Around one-third of Big Ten athletes who tested positive for COVID-19 appear to have myocarditis, according to Penn State’s director of athletic medicine.
Wayne Sebastianelli delivered the information during a State College Area Board of School Directors meeting on Monday that was reported on by the Centre Daily Times. The data underscores Big Ten commissioner Kevin Warren’s open letter explaining why the conference postponed its fall sports seasons.
Sebastianelli called the level of inflammation in the studies “alarming.”
Penn State doctor gives data on myocarditis
Sebastianelli linked COVID-19 and myocarditis, an inflammation of the heart muscle that reduces the heart’s ability to pump blood and can be fatal if not addressed. It is the third-leading cause of sudden death in young people, per Mayo Clinic cardiologist Dr. Michael Ackerman.
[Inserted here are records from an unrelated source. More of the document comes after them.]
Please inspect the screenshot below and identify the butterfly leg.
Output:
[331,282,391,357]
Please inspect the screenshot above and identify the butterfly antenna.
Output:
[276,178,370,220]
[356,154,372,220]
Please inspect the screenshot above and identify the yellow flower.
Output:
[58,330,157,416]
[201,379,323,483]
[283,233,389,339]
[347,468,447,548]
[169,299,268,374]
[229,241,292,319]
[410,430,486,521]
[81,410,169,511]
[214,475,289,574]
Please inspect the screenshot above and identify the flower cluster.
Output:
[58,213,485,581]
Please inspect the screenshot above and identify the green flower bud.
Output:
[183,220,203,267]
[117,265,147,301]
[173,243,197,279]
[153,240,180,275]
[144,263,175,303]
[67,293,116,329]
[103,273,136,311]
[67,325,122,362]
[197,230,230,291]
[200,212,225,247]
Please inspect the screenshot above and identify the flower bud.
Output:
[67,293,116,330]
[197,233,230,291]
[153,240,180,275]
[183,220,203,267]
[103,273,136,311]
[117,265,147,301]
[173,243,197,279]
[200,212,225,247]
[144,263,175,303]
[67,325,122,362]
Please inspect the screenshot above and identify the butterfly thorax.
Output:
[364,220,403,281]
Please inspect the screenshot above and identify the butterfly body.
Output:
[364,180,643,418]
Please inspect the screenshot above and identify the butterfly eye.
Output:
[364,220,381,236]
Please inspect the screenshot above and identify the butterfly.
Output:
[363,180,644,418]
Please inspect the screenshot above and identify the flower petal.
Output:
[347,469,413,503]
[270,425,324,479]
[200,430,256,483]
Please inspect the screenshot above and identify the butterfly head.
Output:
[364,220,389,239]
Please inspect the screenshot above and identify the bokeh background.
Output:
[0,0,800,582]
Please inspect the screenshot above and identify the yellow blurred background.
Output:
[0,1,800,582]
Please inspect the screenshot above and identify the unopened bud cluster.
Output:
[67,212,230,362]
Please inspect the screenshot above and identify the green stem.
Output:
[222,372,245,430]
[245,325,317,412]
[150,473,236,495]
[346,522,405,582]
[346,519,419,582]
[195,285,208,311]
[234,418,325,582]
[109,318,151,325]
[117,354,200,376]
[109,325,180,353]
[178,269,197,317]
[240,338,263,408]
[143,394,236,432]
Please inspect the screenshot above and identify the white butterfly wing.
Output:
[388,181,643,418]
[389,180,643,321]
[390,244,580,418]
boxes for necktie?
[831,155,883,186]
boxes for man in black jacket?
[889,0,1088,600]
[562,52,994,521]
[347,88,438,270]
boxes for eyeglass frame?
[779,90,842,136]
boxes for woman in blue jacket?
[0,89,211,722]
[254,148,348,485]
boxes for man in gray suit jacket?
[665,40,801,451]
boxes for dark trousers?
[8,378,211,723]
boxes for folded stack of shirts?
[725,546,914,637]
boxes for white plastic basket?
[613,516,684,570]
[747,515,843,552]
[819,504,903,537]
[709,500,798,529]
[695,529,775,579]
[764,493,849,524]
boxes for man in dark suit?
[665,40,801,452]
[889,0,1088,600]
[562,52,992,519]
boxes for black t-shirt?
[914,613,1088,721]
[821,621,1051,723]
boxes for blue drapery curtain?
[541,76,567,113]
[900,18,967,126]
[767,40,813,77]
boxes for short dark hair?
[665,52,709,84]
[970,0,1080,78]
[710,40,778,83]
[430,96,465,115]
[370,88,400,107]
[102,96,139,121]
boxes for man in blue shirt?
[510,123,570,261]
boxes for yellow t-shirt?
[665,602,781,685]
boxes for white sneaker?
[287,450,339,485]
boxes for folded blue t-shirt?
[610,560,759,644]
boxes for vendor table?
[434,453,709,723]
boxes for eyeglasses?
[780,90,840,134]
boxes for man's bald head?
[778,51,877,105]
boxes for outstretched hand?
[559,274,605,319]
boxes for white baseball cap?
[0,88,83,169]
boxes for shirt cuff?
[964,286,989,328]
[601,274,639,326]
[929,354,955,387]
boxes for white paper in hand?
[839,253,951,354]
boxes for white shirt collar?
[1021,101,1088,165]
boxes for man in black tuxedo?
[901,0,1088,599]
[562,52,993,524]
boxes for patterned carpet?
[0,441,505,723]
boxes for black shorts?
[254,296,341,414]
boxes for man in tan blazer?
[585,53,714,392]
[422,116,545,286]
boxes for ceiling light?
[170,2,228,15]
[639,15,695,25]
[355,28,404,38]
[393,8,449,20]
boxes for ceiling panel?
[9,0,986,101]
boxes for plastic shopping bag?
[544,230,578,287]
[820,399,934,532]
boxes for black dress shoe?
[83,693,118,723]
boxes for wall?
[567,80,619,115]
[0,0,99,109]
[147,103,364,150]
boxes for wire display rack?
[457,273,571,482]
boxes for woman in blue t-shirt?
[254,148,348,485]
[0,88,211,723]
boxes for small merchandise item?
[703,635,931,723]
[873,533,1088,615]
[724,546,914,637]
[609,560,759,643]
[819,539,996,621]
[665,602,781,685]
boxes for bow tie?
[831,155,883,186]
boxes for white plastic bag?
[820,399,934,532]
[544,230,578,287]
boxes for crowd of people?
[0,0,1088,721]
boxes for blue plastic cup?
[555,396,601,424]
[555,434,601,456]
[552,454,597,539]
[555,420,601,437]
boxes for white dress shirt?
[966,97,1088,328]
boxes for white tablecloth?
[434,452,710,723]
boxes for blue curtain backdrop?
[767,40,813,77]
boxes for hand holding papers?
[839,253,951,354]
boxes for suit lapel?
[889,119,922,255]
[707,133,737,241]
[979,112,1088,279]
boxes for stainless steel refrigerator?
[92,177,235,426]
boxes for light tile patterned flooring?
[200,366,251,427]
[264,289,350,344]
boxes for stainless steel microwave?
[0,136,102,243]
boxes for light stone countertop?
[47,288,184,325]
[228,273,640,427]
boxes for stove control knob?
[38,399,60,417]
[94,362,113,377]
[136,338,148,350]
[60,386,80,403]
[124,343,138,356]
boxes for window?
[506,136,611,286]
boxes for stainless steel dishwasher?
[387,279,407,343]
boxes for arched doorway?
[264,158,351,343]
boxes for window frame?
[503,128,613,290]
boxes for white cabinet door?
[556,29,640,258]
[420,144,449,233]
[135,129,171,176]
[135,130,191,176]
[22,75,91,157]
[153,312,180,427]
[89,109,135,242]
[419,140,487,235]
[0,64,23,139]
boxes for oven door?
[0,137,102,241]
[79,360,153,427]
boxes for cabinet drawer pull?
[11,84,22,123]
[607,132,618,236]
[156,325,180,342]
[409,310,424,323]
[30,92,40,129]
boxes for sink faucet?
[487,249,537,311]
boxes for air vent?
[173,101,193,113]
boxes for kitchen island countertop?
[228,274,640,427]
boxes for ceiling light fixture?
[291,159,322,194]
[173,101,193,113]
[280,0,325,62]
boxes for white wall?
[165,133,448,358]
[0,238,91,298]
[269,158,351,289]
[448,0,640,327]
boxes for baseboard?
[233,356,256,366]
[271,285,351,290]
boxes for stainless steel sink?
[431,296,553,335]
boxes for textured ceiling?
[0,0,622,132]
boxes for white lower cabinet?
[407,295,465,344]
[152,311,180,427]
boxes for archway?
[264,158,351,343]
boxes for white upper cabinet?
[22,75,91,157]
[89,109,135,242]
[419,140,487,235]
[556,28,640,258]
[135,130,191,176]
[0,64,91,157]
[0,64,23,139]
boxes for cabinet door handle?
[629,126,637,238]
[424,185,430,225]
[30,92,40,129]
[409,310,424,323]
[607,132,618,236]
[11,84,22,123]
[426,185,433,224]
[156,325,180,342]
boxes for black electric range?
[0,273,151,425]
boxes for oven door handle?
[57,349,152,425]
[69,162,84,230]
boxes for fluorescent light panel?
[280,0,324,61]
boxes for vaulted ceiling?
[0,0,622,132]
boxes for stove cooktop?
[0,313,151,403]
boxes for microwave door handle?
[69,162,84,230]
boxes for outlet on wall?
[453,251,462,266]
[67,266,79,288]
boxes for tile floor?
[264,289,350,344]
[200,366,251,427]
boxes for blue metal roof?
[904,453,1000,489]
His comments are available on YouTube:
“When we looked at our COVID-positive athletes, whether they were symptomatic or not, 30 to roughly 35 percent of their heart muscles (are) inflamed,” Sebastianelli said. “And we really just don’t know what to do with it right now. It’s still very early in the infection. Some of that has led to the Pac-12 and the Big Ten’s decision to sort of put a hiatus on what’s happening.”
Myocarditis was reportedly linked last month to several Big Ten athletes who contracted COVID-19. It can cause cardiomyopathy, a disease of the heart muscle.
“You could have a very high-level athlete who’s got a very superior VO2 max and cardiac output who gets infected with COVID and can drop his or her VO2 max and cardiac output just by 10 percent, and that could make them go from elite status to average status,” Sebastianelli said. “We don’t know that. We don’t know how long that’s going to last. What we have seen is when people have been studied with cardiac MRI scans — symptomatic and asymptomatic COVID infections — is a level of inflammation in cardiac muscle that just is alarming.”
Data underscores Big Ten point on ‘medical uncertainty’
The Big Ten postponed its football season in early August and there were reports that the issue of myocarditis was discussed within the meetings. The only thing the conference provided on the decision at the time was that “there was too much uncertainty regarding potential medical risks to allow our student-athletes to compete this fall.”
A week later, first-year commissioner Kevin Warren penned an open letter to clarify the situation. He wrote it “was thorough and deliberative [decision], and based on sound feedback, guidance and advice from medical experts.”
He pointed to cardiomyopathy in the letter and wrote there was “simply too much we do not know about this virus.”
The data provided by Penn State’s director of athletic medicine puts numbers on those concerns and shows the seriousness of COVID-19’s impacts. The long-term effects are still being studied and discovered.